At the mall there were several eyeglass stores, and after price shopping and asking if various stores carried my brand, I found a place. I wasn’t completely positive about my prescription, but no worries! The woman just took me in the back and did a full eye exam to check my prescription, and then grabbed boxes off the shelf. Six pairs cost 264 MYR, and the exam was free. The woman even threw sn extra pair of contacts in, along with a contacts case. So, an eye exam, seven pairs of contacts and a lens case cost me only $69 USD.

After shopping around, we got sushi at Sushi Tei, a sit-down restaurant in the food court where I got maki and a specialty roll for about $8 USD.

We went to the grocery store attached to the mall so I could explore the foreign foods, and I bought some nice lychee tea, since Vanuatu has limited tea options and the fancy ones (fancy could just mean chamomile… basically anything that is not Lipton black tea) cost over six dollars.

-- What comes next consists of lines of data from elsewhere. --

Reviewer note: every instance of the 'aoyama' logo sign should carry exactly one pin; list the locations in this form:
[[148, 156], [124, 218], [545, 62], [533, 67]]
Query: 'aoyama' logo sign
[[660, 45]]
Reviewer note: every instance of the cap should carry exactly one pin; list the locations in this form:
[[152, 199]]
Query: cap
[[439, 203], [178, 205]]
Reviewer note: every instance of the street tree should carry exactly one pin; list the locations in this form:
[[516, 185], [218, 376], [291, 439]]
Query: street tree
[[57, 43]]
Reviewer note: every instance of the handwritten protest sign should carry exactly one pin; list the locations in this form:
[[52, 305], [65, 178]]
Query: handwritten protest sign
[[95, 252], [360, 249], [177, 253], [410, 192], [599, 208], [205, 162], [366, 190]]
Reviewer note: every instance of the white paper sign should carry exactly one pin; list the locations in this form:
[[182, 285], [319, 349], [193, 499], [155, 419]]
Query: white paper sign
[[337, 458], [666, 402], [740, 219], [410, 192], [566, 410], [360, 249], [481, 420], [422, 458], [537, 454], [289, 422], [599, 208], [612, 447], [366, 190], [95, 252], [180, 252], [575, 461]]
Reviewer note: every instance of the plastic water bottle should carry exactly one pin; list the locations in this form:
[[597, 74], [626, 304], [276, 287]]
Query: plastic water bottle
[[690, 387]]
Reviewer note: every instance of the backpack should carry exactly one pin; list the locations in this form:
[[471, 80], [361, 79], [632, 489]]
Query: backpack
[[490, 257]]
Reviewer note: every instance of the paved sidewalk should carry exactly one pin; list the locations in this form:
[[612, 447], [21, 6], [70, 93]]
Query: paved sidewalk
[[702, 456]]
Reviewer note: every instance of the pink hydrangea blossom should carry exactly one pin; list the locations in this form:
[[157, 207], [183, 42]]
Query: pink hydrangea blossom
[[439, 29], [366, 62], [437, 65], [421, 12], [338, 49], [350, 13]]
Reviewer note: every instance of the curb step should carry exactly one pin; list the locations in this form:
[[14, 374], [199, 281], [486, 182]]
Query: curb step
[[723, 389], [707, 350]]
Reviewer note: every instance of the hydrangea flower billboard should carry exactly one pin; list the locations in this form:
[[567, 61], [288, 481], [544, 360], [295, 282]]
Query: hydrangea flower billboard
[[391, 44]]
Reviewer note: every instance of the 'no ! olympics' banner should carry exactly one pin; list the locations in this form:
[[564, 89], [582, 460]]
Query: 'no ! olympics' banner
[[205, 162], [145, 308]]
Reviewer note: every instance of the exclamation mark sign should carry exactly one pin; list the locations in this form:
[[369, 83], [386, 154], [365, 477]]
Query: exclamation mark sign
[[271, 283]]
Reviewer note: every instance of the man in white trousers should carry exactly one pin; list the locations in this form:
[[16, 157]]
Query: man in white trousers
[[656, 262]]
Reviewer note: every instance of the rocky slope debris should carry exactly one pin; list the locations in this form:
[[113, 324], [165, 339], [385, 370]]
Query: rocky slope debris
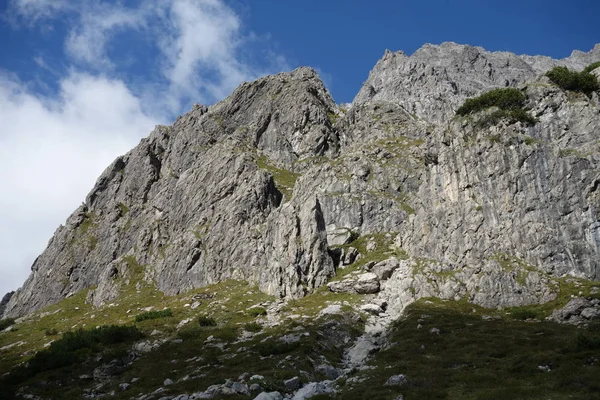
[[272, 184]]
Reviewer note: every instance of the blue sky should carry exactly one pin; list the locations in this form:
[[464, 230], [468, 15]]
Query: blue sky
[[83, 81]]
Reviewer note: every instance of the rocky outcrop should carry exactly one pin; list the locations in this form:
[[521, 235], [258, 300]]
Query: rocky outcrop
[[266, 186], [431, 83], [4, 302]]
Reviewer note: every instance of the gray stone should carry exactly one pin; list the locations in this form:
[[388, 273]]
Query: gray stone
[[312, 389], [292, 383], [386, 268], [371, 309], [350, 256], [396, 380], [4, 302], [367, 283]]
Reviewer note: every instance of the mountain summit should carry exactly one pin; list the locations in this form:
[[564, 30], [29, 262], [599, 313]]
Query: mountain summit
[[459, 191]]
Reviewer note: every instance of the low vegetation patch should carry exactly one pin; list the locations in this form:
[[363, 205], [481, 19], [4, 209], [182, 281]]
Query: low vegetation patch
[[5, 323], [503, 98], [75, 346], [153, 315], [566, 79]]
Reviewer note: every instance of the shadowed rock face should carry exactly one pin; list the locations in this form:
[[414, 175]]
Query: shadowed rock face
[[257, 186]]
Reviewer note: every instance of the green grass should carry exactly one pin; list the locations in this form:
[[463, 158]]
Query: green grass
[[253, 327], [153, 315], [475, 358], [509, 103], [6, 322], [74, 347], [503, 98], [284, 180]]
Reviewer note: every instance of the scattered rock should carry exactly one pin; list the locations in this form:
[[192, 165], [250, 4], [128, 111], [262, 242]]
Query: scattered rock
[[329, 371]]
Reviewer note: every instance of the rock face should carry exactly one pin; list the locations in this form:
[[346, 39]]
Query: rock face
[[262, 185], [433, 82], [5, 301]]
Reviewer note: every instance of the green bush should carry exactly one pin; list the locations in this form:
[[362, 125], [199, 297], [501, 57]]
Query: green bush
[[75, 346], [206, 321], [256, 311], [153, 315], [5, 323], [503, 98], [592, 67], [522, 314], [575, 81]]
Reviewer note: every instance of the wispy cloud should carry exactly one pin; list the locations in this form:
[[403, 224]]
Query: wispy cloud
[[57, 146]]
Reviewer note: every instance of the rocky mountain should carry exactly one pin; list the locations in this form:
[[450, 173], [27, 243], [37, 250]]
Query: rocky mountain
[[272, 184]]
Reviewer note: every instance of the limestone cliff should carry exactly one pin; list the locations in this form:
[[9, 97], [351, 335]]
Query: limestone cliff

It was now 10pm, the time the mall closed (!), so we headed out, and LaiYuen dropped me off at my hostel, bidding me a final farewell, as we won’t be able to meet up tomorrow.

Custom cocktail at The Deceased

At my hostel I debate what to do with my night. I never truly checked out The Deceased, the cocktail bar above my hostel, so I decide to finish the night there. On the menu, below the list of fancy cocktails, there is an option to get a custom cocktail that the bartender whips up for you, and despite this being a super hip place that requires reservations and a secret password to get in, I have privileges as a hostel guest. I order the cocktail, which costs a mere $11.50 (for a cocktail, that's expensive, but for a CUSTOM cocktail at a hip bar, that's cheap), and is created to my liking. Although, they never asked what I liked. Thankfully, it was exactly what I liked. Perhaps they work on aura readings or something. It was a mango and vodka drink, topped with a lemon slice sprinkled with lime dust. I was instructed to lick the lemon then sip the drink. Fancy cocktail places are places where you get instructions.

I sat and observed the crowd, and at the large table beside me, a drunk girl spotted me ("Is that girl drinking alone? NO ONE CAN DRINK ALONE!") and pulled me into the group. I quickly befriended the group of about a dozen expats (and three Malaysians) who live and work in KL. I didn't connect with them as I was leaving tomorrow, and wouldn't be able to hang out with/meet with them again. It was still fun sitting and chatting with them as they contemplated ordering another "I know what you did last summer" cocktail or a custom one instead.

As the group all called their Grabs (Asia's version of Uber), I headed off to bed. Tomorrow is my last day in KL before heading off to Bali.